Input matrix X containing a constant column for `LinearRegression` is more complicated than that in `scikit-learn`
belzheng opened this issue · 9 comments
When the input matrix X contains a constant column, the LinearRegression()
class in abess package makes prediction with nan instead of estimated values, which is the case of scikit-learn class LassoCV()

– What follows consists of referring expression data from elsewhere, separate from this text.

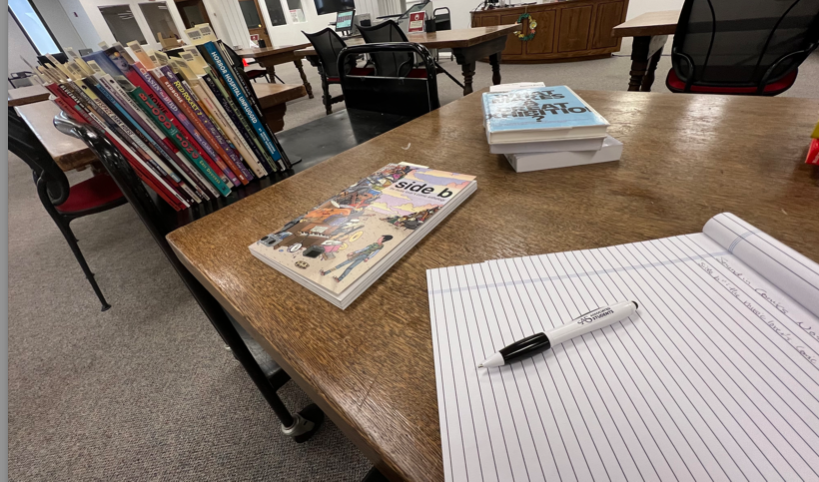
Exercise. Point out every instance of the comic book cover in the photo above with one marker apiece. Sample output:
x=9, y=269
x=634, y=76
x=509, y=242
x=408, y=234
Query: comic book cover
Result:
x=338, y=241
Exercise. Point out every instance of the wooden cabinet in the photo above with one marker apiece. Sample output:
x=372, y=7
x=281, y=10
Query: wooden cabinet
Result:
x=566, y=30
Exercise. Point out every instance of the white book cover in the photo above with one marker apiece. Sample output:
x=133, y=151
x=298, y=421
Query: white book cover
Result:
x=612, y=150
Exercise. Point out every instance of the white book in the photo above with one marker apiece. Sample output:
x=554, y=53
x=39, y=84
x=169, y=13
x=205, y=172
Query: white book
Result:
x=593, y=144
x=611, y=151
x=715, y=377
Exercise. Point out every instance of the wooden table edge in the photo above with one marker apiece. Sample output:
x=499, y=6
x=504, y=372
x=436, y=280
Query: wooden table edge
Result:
x=352, y=431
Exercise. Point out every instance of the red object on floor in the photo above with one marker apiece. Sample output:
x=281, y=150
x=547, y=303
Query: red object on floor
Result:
x=91, y=193
x=813, y=152
x=674, y=84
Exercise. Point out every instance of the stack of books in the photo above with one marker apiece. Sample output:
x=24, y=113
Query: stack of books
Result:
x=189, y=124
x=342, y=246
x=546, y=128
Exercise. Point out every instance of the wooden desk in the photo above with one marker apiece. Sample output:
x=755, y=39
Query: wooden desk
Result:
x=650, y=31
x=370, y=367
x=27, y=95
x=270, y=57
x=568, y=30
x=468, y=45
x=69, y=152
x=273, y=99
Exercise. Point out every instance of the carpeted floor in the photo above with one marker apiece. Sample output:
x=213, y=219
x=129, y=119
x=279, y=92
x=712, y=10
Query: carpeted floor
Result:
x=146, y=390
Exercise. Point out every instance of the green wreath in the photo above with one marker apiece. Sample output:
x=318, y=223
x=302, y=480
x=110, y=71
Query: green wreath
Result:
x=532, y=26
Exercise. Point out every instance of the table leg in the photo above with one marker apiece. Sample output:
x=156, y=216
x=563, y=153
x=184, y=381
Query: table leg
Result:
x=494, y=59
x=639, y=62
x=468, y=69
x=307, y=86
x=648, y=79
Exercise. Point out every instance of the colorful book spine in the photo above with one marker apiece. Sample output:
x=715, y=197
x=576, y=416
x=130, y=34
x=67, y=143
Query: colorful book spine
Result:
x=114, y=112
x=247, y=109
x=221, y=95
x=201, y=121
x=155, y=112
x=188, y=121
x=171, y=112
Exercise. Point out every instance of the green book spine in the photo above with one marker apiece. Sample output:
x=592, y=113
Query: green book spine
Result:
x=155, y=114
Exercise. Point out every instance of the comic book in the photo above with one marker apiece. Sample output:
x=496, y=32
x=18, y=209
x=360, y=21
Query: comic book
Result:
x=340, y=247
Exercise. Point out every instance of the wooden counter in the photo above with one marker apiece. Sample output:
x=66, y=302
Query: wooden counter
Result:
x=566, y=31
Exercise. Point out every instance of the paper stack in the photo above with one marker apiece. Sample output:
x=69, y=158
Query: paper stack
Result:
x=538, y=127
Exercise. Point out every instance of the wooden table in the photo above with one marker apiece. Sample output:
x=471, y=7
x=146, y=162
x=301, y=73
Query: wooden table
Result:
x=27, y=95
x=468, y=45
x=370, y=367
x=270, y=57
x=650, y=31
x=69, y=152
x=273, y=99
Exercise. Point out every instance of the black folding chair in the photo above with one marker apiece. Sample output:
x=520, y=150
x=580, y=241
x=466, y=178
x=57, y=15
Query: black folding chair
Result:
x=160, y=220
x=391, y=94
x=63, y=202
x=750, y=47
x=394, y=64
x=328, y=45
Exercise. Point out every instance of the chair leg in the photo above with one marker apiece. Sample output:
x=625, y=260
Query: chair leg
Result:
x=75, y=248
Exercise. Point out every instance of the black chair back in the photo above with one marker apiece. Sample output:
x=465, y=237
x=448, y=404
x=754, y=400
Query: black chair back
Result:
x=743, y=43
x=388, y=64
x=52, y=184
x=328, y=46
x=410, y=96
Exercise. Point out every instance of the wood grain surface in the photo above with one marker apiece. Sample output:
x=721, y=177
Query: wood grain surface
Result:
x=444, y=39
x=370, y=367
x=69, y=152
x=648, y=24
x=27, y=95
x=267, y=51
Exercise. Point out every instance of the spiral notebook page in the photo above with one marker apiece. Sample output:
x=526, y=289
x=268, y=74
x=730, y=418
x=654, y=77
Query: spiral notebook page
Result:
x=716, y=377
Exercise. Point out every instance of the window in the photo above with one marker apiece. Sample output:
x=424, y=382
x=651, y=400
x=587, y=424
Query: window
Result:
x=296, y=11
x=274, y=9
x=251, y=14
x=159, y=20
x=121, y=21
x=33, y=27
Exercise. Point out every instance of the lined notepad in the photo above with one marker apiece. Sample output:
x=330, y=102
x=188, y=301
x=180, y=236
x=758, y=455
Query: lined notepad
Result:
x=716, y=377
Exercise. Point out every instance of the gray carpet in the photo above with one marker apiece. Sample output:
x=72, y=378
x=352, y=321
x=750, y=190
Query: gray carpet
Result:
x=146, y=390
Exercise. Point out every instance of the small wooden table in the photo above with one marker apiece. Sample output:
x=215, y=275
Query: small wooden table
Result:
x=27, y=95
x=650, y=31
x=468, y=45
x=273, y=99
x=68, y=152
x=270, y=57
x=370, y=367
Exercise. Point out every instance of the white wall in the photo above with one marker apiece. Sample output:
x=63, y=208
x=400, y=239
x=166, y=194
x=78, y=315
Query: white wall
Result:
x=59, y=24
x=82, y=24
x=19, y=45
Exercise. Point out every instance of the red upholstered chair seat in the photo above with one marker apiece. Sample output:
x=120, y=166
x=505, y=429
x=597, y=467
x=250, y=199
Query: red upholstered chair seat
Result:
x=92, y=193
x=674, y=84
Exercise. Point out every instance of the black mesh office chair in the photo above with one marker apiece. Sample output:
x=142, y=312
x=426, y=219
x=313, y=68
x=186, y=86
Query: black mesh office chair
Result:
x=750, y=47
x=328, y=46
x=391, y=94
x=395, y=64
x=63, y=202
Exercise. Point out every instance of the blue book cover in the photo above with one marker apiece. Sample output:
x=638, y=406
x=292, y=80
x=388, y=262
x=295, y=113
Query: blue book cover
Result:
x=245, y=106
x=538, y=108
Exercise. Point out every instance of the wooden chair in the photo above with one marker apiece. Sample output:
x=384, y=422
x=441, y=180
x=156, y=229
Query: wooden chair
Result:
x=392, y=94
x=742, y=47
x=63, y=202
x=328, y=46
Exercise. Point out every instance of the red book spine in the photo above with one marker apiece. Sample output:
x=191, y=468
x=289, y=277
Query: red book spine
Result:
x=180, y=102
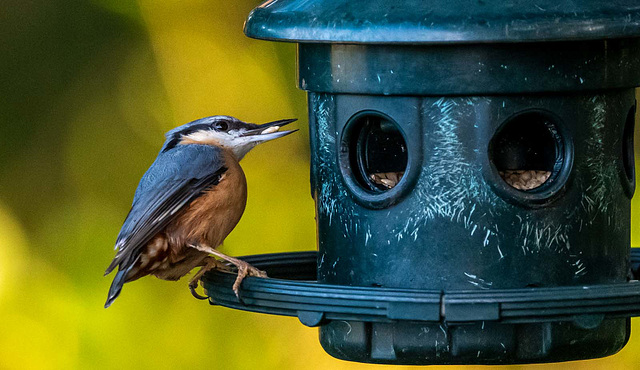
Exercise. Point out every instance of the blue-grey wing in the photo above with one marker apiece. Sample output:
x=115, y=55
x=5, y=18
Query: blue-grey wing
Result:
x=176, y=178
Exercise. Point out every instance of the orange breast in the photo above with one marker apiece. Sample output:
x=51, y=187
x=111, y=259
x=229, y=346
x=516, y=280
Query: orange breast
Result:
x=212, y=216
x=207, y=220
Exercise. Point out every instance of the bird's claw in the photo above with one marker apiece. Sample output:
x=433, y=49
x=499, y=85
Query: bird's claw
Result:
x=193, y=285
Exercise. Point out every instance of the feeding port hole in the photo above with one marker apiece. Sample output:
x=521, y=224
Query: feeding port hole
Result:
x=378, y=152
x=526, y=150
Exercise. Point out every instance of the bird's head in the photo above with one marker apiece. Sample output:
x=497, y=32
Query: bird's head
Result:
x=227, y=133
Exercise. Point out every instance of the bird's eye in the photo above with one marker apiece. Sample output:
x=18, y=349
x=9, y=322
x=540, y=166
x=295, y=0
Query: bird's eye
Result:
x=222, y=126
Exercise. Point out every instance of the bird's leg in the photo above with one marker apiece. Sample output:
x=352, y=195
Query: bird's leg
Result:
x=244, y=269
x=210, y=263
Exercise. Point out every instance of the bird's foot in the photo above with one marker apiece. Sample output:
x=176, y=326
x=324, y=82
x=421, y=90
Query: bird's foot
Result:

. One way to avoid this is that we set the parameter is_normal=False
, however, this is not the way user likes and scikit-learn works. Since I have encountered this kind of thing many times,I wonder if there is any possible that you can optimize this API. The following codes describe the case concisely:
@belzheng ,would you please paste your code here? thx!
Here is the code:
import numpy
from pyearth import Earth
from matplotlib import pyplot
from sklearn.model_selection import train_test_split
from abess import LinearRegression
numpy.random.seed(0)
m = 1000
n = 10
X = 80*numpy.random.uniform(size=(m,n)) - 40
y = numpy.abs(X[:,6] - 4.0) + 1*numpy.random.normal(size=m)
X_train, X_test, y_train, y_test = train_test_split(X, y)

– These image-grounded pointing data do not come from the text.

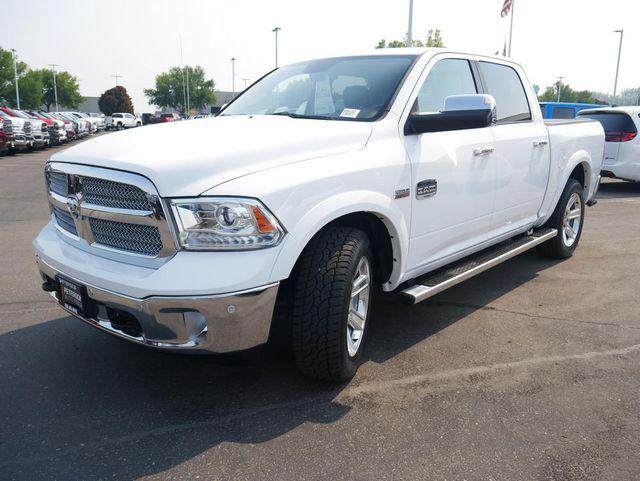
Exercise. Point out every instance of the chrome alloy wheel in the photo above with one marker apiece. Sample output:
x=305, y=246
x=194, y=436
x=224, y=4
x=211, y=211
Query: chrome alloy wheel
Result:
x=571, y=220
x=358, y=306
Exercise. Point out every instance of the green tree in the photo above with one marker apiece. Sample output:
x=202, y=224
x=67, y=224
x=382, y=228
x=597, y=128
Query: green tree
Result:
x=434, y=39
x=567, y=94
x=31, y=90
x=169, y=91
x=68, y=89
x=7, y=84
x=115, y=100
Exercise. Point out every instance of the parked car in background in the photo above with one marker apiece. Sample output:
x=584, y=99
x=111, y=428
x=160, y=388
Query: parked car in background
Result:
x=57, y=128
x=39, y=131
x=164, y=118
x=18, y=132
x=4, y=142
x=622, y=143
x=100, y=119
x=71, y=127
x=85, y=121
x=397, y=169
x=122, y=120
x=564, y=110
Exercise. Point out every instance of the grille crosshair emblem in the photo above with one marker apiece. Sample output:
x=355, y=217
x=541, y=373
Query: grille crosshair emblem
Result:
x=73, y=205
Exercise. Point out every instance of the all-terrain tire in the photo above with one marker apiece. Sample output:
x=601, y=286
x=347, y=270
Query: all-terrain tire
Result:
x=321, y=300
x=560, y=247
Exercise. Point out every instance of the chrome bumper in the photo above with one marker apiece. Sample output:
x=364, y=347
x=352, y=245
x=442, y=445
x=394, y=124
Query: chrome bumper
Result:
x=201, y=324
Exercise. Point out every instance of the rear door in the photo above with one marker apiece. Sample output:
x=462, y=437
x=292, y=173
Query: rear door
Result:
x=522, y=147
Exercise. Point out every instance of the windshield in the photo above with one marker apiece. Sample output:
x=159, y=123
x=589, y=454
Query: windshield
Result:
x=345, y=88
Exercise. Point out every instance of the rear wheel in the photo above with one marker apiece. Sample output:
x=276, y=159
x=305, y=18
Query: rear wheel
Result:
x=567, y=219
x=331, y=303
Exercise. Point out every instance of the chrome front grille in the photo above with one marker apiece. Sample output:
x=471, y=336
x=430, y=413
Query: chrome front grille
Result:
x=57, y=182
x=110, y=213
x=114, y=194
x=64, y=220
x=141, y=239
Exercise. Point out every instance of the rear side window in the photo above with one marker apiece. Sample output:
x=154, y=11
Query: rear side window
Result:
x=563, y=113
x=618, y=126
x=613, y=122
x=447, y=77
x=504, y=83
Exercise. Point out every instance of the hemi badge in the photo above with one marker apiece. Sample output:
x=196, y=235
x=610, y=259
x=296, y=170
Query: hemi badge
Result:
x=399, y=194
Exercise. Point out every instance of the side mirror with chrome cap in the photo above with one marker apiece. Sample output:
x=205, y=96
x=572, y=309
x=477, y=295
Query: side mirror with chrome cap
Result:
x=461, y=112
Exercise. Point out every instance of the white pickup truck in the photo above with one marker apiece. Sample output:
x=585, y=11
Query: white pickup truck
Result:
x=405, y=170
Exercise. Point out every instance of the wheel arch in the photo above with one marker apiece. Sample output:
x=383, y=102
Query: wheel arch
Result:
x=384, y=224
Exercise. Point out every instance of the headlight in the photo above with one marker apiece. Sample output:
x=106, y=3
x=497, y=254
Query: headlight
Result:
x=225, y=224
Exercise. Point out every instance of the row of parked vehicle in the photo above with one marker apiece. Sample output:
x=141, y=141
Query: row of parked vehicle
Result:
x=34, y=129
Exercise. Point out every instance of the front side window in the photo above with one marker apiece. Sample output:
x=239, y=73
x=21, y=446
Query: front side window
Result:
x=504, y=83
x=345, y=88
x=447, y=77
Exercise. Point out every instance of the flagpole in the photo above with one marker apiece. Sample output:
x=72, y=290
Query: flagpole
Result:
x=513, y=2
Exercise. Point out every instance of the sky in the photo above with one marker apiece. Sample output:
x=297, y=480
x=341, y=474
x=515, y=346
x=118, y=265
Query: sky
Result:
x=94, y=39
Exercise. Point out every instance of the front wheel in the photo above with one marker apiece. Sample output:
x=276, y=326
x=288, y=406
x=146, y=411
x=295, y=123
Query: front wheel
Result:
x=567, y=219
x=331, y=303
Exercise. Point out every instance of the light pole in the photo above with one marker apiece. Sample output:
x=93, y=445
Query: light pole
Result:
x=560, y=79
x=410, y=30
x=233, y=77
x=615, y=84
x=276, y=30
x=55, y=86
x=185, y=85
x=15, y=76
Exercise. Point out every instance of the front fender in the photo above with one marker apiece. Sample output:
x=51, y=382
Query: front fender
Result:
x=334, y=207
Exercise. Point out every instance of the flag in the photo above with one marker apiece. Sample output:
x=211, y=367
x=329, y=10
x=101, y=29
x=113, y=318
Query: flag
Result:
x=506, y=8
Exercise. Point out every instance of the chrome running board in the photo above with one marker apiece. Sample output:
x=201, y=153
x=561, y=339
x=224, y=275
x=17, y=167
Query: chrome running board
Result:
x=442, y=279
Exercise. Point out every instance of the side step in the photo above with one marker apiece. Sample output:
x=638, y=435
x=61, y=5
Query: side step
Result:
x=448, y=276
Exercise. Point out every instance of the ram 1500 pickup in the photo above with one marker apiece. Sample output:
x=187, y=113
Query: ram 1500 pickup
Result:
x=405, y=170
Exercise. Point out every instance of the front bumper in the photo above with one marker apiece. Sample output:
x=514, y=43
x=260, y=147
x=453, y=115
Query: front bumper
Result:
x=218, y=323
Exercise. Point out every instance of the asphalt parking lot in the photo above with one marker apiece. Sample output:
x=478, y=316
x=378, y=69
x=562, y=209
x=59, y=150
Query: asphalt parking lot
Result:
x=530, y=371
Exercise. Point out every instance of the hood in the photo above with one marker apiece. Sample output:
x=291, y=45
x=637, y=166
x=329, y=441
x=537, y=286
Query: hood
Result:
x=187, y=158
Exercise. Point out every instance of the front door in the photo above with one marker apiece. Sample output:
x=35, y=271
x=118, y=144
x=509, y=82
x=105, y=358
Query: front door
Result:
x=453, y=172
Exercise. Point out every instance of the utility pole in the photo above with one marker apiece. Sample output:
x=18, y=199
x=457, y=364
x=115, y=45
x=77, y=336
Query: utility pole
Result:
x=15, y=76
x=513, y=4
x=184, y=84
x=276, y=30
x=55, y=86
x=410, y=30
x=233, y=78
x=615, y=84
x=560, y=79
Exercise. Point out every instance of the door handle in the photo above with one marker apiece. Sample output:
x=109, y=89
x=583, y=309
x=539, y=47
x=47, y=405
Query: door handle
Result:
x=483, y=151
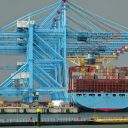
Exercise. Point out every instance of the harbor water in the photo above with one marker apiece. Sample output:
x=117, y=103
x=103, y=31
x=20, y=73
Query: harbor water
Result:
x=60, y=116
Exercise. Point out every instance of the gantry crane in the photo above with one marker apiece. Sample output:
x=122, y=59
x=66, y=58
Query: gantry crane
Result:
x=68, y=31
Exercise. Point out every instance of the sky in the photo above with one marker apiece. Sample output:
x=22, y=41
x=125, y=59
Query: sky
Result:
x=10, y=10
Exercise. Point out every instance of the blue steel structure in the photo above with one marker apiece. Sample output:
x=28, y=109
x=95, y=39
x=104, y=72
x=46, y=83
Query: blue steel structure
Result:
x=67, y=31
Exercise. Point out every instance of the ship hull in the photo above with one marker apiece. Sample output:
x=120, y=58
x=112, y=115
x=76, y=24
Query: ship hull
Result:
x=100, y=101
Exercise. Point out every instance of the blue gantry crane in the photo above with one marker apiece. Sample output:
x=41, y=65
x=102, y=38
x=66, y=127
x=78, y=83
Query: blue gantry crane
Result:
x=68, y=31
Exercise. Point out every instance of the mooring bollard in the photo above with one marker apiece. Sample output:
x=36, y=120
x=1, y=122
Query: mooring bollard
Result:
x=39, y=116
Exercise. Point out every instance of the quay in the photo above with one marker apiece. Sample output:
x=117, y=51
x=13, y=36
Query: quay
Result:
x=44, y=110
x=60, y=121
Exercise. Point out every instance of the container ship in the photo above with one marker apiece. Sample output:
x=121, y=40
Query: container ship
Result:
x=99, y=88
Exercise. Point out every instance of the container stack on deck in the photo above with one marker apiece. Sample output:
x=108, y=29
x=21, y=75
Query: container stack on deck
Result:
x=98, y=79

model = Earth(enable_pruning=False)
model.fit(X_train,y_train)
X_test_new = model.transform(X_test)
X_train_new = model.transform(X_train)
print(X_train_new)
rega = LinearRegression()
rega.fit(X_train_new, y_train,)
ya_pred = rega.predict(X_test_new)
print(ya_pred)
rega = LinearRegression()
rega.fit(X_train_new, y_train, is_normal=False)
ya_pred = rega.predict(X_test_new)
print(ya_pred)
#lasso
from sklearn.linear_model import LassoCV
reglasso = LassoCV()
reglasso.fit(X_train_new, y_train)
ylasso_pred = reglasso.predict(X_test_new)
print(ylasso_pred)
I think the main difference is that LassoCV
does not consider normalization. They can normalize data with sklearn.preprocessing
and drop constant in advance.
But nan is surely annoying... We may need to disable normalization when there is constant col and give a warning? (If not, just simply disable normalization by default?)

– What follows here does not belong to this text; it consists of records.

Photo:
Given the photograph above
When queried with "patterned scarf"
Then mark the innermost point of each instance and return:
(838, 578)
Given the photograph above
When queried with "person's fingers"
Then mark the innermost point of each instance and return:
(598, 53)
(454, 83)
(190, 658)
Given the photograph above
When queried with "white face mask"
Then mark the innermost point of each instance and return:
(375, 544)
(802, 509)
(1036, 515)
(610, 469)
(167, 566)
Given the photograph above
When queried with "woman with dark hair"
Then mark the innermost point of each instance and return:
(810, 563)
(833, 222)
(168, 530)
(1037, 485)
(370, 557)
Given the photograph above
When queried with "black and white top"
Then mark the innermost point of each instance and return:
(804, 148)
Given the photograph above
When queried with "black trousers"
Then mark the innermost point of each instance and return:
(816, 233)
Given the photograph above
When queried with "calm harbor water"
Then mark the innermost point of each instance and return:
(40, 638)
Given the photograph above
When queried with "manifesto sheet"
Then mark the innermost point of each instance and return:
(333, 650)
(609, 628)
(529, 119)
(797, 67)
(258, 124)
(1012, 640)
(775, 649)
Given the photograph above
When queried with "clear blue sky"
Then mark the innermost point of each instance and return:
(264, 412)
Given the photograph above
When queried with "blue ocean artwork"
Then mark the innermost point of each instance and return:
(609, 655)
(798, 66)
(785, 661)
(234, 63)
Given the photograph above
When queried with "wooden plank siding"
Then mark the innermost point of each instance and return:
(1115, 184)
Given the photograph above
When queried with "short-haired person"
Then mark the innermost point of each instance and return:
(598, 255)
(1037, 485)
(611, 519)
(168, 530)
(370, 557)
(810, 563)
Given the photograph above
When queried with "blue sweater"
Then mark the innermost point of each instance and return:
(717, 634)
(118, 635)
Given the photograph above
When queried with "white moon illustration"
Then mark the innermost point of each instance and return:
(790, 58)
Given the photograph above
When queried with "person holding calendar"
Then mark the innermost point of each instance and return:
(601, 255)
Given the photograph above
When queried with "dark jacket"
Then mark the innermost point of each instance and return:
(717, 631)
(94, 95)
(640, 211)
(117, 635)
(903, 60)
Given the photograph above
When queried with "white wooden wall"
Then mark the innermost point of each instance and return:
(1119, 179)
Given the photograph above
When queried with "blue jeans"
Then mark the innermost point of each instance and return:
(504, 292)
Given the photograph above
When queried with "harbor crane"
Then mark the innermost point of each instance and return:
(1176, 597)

@oooo26 , yup... but if we pose a warning to users, we have to check constant cols in advance.
But if it is not time expensive, I think it is OK.
Does is_normal
speedup abess
?
Does
is_normal
speedupabess
?
I have tested on linear/logistic and there seems no obvious difference on speed. Besides, the main algorithm is the same whether normalize or not.
If we want to check constant cols, I think pd.nunique
can help (in Python's side).
So, why we set is_normal
in our API? It is designed by @Jiang-Kangkang ?
Yes I think. And actually scikit-learn had provided normalize
at first, but it was deprecated after version 1.0 (removed after 1.2).